We can only detect them when the beam is pointed directly at us, and most take place billions of light-years away. This requires some pretty sensitive equipment, often of the optical variety, which means there’s a fair bit of noise mixed up with the signal.

 

That doesn’t mean the bursts are difficult to detect – NASA’s gamma-ray burst observatory Swift, for instance, which was launched in 2004, had detected 1,000 bursts by late 2015.

But all that noise means that the finer details of the bursts’ light curves can be difficult to tease out.

And low instrumental sensitivity, the researchers found, results in a lower resolution signal, “smearing” the structure of a gamma-ray burst pulse light curve.

This results in a triple-peaked appearance for medium bursts, and a single peak for faint ones at low signal-to-noise.

To attempt to minimise this effect, the researchers found six exceptionally bright gamma-ray bursts in the data from the BATSE instrument on NASA’s Compton Gamma Ray Observatory, in operation from 1991 to 2000.

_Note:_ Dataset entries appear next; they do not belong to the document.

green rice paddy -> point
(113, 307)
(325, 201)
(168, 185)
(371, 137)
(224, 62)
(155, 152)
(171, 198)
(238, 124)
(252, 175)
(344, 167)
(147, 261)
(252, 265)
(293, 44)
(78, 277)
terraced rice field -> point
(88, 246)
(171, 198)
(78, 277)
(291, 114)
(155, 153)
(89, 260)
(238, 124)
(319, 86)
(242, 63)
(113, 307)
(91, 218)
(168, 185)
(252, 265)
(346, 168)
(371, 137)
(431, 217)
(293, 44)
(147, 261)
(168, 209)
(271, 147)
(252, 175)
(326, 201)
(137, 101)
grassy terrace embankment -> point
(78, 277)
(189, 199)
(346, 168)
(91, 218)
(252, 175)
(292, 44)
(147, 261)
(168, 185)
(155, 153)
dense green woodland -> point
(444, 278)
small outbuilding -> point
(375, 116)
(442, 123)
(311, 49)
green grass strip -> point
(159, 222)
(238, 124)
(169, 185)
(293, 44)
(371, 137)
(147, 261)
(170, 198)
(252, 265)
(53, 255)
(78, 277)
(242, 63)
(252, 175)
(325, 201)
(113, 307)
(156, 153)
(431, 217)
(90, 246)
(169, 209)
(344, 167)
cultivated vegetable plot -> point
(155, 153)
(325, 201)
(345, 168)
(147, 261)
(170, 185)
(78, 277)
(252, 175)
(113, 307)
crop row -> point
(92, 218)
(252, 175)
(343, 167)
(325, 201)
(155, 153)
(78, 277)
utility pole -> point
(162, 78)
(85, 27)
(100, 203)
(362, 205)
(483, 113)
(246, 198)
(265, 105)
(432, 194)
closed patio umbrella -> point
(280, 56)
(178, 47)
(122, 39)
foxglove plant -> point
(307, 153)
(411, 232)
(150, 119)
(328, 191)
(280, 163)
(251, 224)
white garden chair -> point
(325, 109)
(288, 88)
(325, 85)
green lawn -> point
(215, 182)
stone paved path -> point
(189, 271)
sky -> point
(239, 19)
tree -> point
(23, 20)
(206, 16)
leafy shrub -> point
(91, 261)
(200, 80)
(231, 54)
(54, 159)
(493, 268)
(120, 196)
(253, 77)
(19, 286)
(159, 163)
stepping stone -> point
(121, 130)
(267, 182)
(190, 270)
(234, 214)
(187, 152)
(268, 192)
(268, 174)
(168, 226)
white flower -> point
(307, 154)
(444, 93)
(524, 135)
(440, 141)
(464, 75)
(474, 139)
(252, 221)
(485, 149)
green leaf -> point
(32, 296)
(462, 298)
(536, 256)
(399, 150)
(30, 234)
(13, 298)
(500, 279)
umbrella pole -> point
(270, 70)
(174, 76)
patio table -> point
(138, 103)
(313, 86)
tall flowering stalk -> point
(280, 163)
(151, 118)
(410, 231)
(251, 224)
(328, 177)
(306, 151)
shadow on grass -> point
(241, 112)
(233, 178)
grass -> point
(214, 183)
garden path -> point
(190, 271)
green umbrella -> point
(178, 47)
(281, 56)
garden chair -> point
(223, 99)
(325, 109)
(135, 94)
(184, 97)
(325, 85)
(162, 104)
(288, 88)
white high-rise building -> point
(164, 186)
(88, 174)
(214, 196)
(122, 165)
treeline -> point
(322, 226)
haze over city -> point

This is where they found the complex time-reversible wavelike structures; and, moreover, only the brightest gamma-ray burst light curves had them.

So, what does this actually mean? It could mean that some sort of impactor – a clump of particles like electrons or ions, or a condensed wave such as a soliton – was ejected at high velocity by the central object.

 

As this impactor moves through the clouds of material previously ejected by the dying star, it produces an emission. If it’s partially reflected back through the same clouds, it will produce a similar, but fainter, emission in reverse.

Another explanation is if the clouds of material have some sort of radial bilateral symmetry – like a series of concentric rings – and the impactor moves through them in one direction, without being reflected.

Think of an object moving across a target from one side to the other. The centre of the target is denser clouds than the rings. When the impactor passes through this region, it creates the appearance of a ‘reflected signal’ – although the researchers aren’t sure why.

The research, the team believes, should provide astrophysicists with a new set of tools for understanding stellar death and black hole formation.

“The existence of time-reversed pulse structure leads us to believe that physical models of GRB pulses must contain strong physical symmetries and an interaction with a single impactor,” they wrote in their paper.

“We have explored a number of simple kinematic models, and find that either the distribution of impacted material in a [gamma-ray burst] jet must be bilateral-symmetrically distributed and impacted by a single impactor, a physical phenomenon is responsible for reversing the course of a single impactor, or a single impactor creates emission in bilateral-symmetrically distributed material as it passes through it.”

The paper will be appearing in The Astrophysical Journal, and is available on preprint resource arXiv.